A desire to preserve the status quo is about as useful to 21st-century organisations as nostalgia for office tea trollies and internal memos circulating in manila envelopes—and, yet, change management is one of the most challenging activities in any company. The vision statement’s new favourite buzzword, “transformation,” translates to “trench warfare against siloed middle management and vested interests.”
Rationally, we know that the status quo—of company structure, focus, and market—is at risk. The rate of disruption seems to be high, perhaps higher than ever, because of the digital revolution and a handful of other significant global trends. So why do we resist change so tenaciously?

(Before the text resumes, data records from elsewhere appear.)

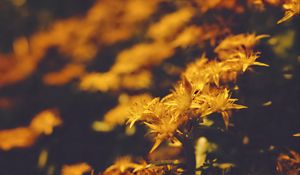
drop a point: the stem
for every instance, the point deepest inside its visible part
(189, 153)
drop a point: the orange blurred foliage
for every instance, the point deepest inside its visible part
(42, 123)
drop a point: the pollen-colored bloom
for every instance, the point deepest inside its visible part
(292, 8)
(42, 123)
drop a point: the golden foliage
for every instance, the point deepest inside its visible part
(199, 93)
(126, 166)
(169, 33)
(119, 114)
(292, 8)
(102, 25)
(42, 123)
(76, 169)
(170, 25)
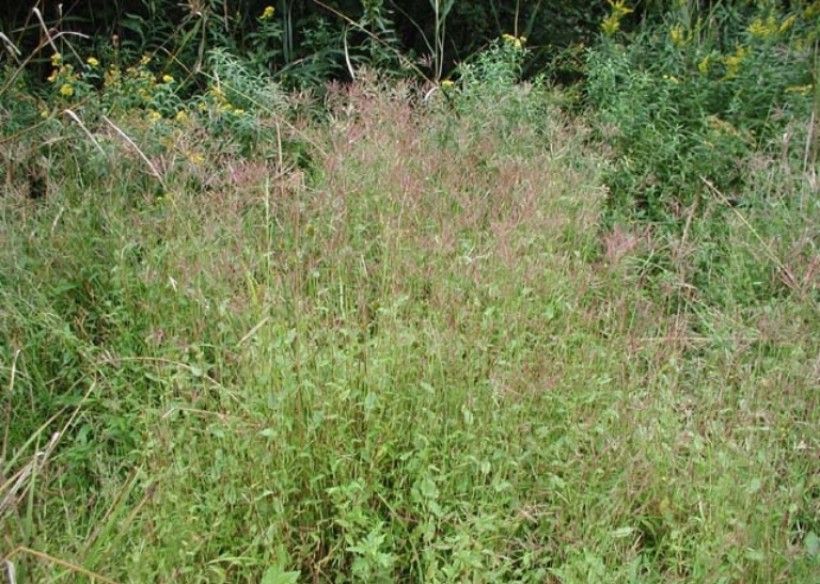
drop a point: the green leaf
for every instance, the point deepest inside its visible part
(812, 543)
(278, 575)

To answer this puzzle, we must start with looking at our biases and expectations around how we describe change. We tend to see change as an event or a process, a “from” with an implicit “to” that is extraordinary, an exception to a norm that might otherwise have continued. The change programme or the digital transformation plan comes with the implied idea that we will arrive at a destination, a new state with a new status quo.

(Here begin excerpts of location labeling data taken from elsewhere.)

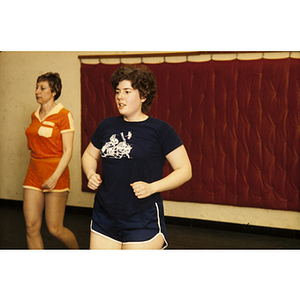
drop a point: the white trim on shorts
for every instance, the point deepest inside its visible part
(136, 243)
(45, 191)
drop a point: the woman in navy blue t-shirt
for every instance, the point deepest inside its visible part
(128, 209)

This is wishful thinking. Changes to customers, to markets, to how we work will continue to rapidly evolve for years to come. Waves—rather than a single surge—of disruption will continue to collide with our best-laid plans. Machine learning, quantum computing, human augmentation—these are only three areas of information technology that have not begun to fully exert their potential for innovation and disruption on markets and societies.
Balance Is An Active State
The answer is to shift from narratives and practices based on stability and towards balance. As Ed Catmull, legendary founder of Pixar and current president of that company and Disney Animation Studios, put it, physical balance is an active state, more about movement than being still.
Our organisations need to be less like monoliths or statues, and more like dancers—in motion, balanced, preparing for the next sequence of movements even as they are executing a challenging leap or pirouette.
To achieve this, we need to develop a narrative and then norms in our culture about the ability to adapt and change being one of the most prized aspects of corporate cultures.
There are three things leaders must rework, in order to change ourselves, our teams, and our companies, into entities that thrive in a state of constant adaptation and movement: stories, status, and habits.
Stories: How We Understand
We need to explain what change means to the organisation, how it will feel. For many, analogies like the ones Catmull uses about balance are going to hit the mark. We are in motion, in terms of our structure and our ways of working.
But we also need stories told with numbers—case studies and data about how change-ready teams and companies outperform others, and the big-picture story of how our industry, like society as a whole, will be buffeted by the waves of change for years to come.
Status: How We Feel
The “status” element of the status quo is the deep, dark reason we fight change, even when we want it to happen. Neuroscience has recognised status quo bias as one of humanity’s thinking traps that contribute to poor decision-making.
Another powerful driver of our behaviour is something called “status anxiety.” One example of this powerful syndrome can be seen in a study that showed that publicly giving people the status of a high performer—“x is a superstar”—makes them more likely to cheat. We were happy being a good performer, but once we are the golden child, we fear the day that someone else takes that honour and we are implicitly demoted.
People know where we are with the way things are. They may not be perfect, but they know where we are, and we do not seem to be in imminent danger of losing face or, indeed, our jobs.
The key to undoing this has to be about helping our people understand the value of their work, their output, and how—when things inevitably change—they will be able to express that value in the next version of their job. We can use data to help people understand their value to the organisation better, including their adaptability and contribution to change when it is needed. At present, even in organisations where data is used well, our focus is on individual or team performance—what they have done for the organisation.
Reframing and offering data that helps our people explain their value and their status within the organisation could act as an antidote to less useful ways of expressing status—presenteeism (“I am here all the time and super busy”) and attachment to a particular job title or role that may not be useful after the next wave of change hits.
Habits: How We Act
Visions are easy, living them is hard. Developing a vision and strategy is hard in the moment, but trifles in comparison to actually executing plans and making new ways of working. When we really change as individuals, our resolutions become habits, automatic responses. When we really change as organisations, visions become culture and fade to the background as things fondly regarded but no longer needed in the foreground.
Bringing together these three ways of thinking, feeling, and acting could be the most fundamental and useful change of all—turning our organisations into change machines, where disruptions in markets, technology, or customer behaviours are seen as opportunities to outpace competitors, not something to fear.
Becoming change-ready as an organisation will mean getting everyone to adapt to a new way of working and thinking about what success is at every level. Creating a hunger for balance in motion, and a disdain for the all-too-easily hidden risks of stability and clinging to the status quo will be the most powerful habit of all.